Soe divonis oleh tim medis Singapura menderita leukemia. Kematian jenderal yang mendapat julukan "Jagal dari Depayin" (merujuk tragedi pembantaian pendukung pemimpin oposisi Suu Kyi di Depayin pada 2003) diprediksi tidak banyak menggoyang kekuatan junta militer. Sebab, kekuasaan nyata berada di tangan Jenderal Senior Than Shwe.
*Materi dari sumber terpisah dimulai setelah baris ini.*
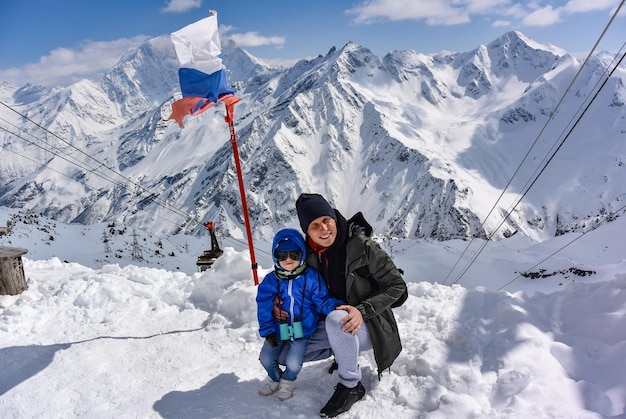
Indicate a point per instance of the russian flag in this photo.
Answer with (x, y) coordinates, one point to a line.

Namun, para tokoh oposisi berharap kematian Soe Win mendorong junta lebih lunak. Sebab, banyak tokoh di lingkar satu kekuasaan sudah tua. "Saya juga baru mengetahui itu (kematian Soe Win, Red) dari sumber. Namun, kami harap kabar ini membawa dampak baik bagi perjuangan kami," ujar Juru Bicara Pemerintahan Koalisi (National Coalition Government/NCG) of the Union of Burma Zin Linn kepada wartawan Jawa Pos Kardono Setyorakhmadi kemarin.

Mengenai pengganti PM Soe Win, pemimpin junta militer dikabarkan akan mengangkat Letnan Jenderal Thein Sein, orang kepercayaan Jenderal Than Shwe. Namun, sumber lain menyebutkan, Jenderal Shwe Mann, kepala staf gabungan militer Myanmar, berpotensi menjadi PM baru Myanmar.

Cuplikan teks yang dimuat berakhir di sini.